Shedding light on how the brain works
November 23rd 2009 22:24
By Carolyn Y. Johnson Boston.com
More than two centuries ago, the Italian scientist Luigi Galvani found that electricity could make a dead frog’s leg kick, as if it were alive. Today, using the same basic principle but new tools, scientists are employing light to trigger brain cells - looking not for a kick, but for the origins of emotions, behaviors, and diseases in the brain.
Advanced imaging technologies have given neuroscientists new ways to peer into the working mind, but a precise understanding of how 100 billion brain cells create everything from memories to mental illness has remained elusive.
Now, by using gene therapy to insert light-sensitive proteins from algae and other organisms into brain cells, scientists are able to control specific brain circuits with light, and then watch what happens.
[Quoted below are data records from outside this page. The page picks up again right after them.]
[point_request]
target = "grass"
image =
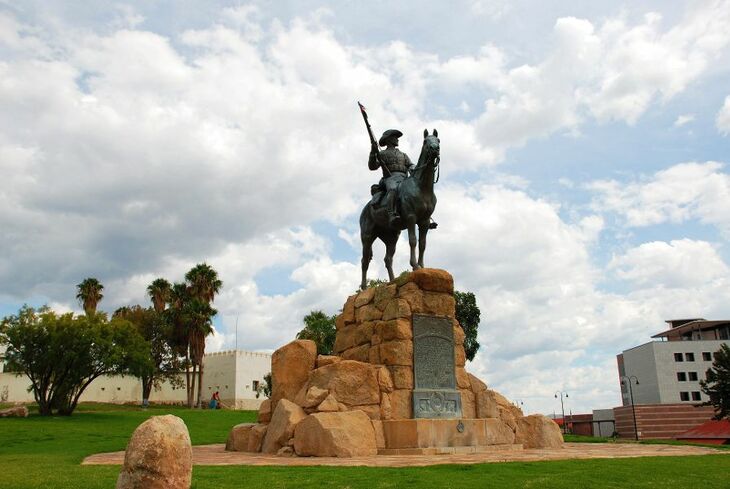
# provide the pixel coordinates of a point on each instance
(40, 452)
(606, 439)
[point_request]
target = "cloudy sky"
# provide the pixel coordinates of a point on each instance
(584, 194)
It’s a big shift, said Dr. Karl Deisseroth, a neuroscientist and psychiatrist at Stanford University, who compares the difference between imaging the brain and triggering individual cells to learning the rules of football by watching the game on a high-end TV or by controlling players.
“It wouldn’t matter how good your video camera was or your TV was; it would still be very mysterious, and that’s imaging,’’ Deisseroth said. The new technology, on the other hand, “allows you to play the role of coach and understand things.’’
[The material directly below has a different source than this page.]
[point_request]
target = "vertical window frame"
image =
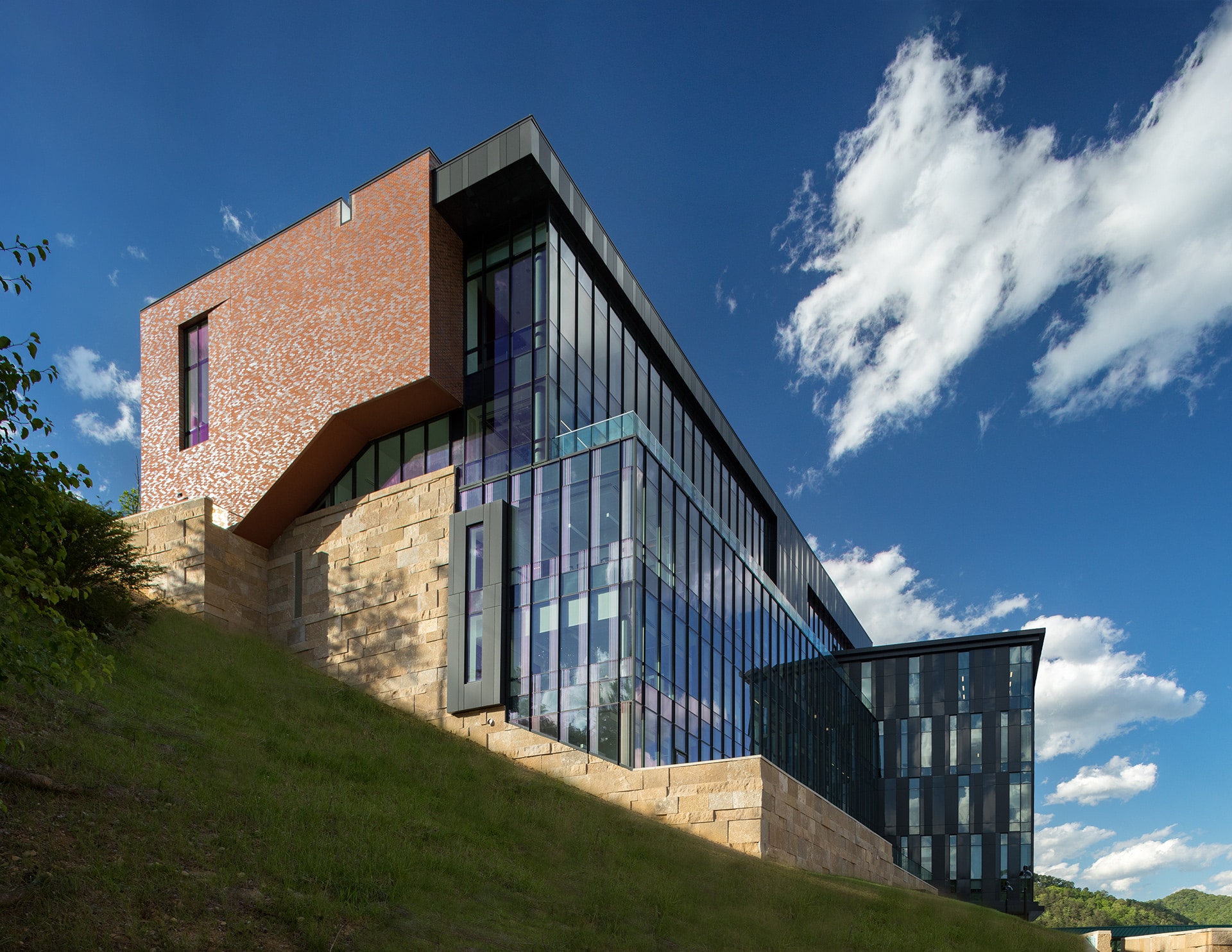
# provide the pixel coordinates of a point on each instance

Scientists start with algae, ancient forms of bacteria, and other organisms that contain proteins sensitive to light. They isolate the genes containing the instructions for making those proteins, insert the genes into a virus, and “infect’’ specific brain cells with the virus. The brain cells then start making the light-sensitive protein - essentially creating a switch that can turn a cell on or off when exposed to light. That’s earned the field the name optogenetics.
Scientists were not sure what to expect when they first did the experiment in mice. There were three possibilities when they flipped on the light: Nothing would happen, the animals might have seizures or other problems, or they would start seeing a measurable behavior.
But it worked. When the researchers threaded a fiber-optic cable into the brain of one of these mice and flashed a blue light, the animal ran in a circle. Other researchers found that fruit flies that had been genetically modified to carry a light-sensitive trigger in brain cells would jump up and fly away when they were hit with a laser beam.
Those experiments proved the concept would work, and the emerging field is now offering neuroscience the tantalizing possibility of being able to probe things like emotion and disease in a systematic way, said Ed Boyden, head of the synthetic neurobiology group at the Massachusetts Institute of Technology Media Lab.
“Typically in neuroscience, most of us focus on one region or pathway or one circuit or one part of the brain,’’ Boyden said. “But except for fairly slow imaging technologies, we can’t get a global picture of the brain yet - we can’t see how the whole thing works.’’ Optogenetics, he added, raises the prospect of mapping the brain.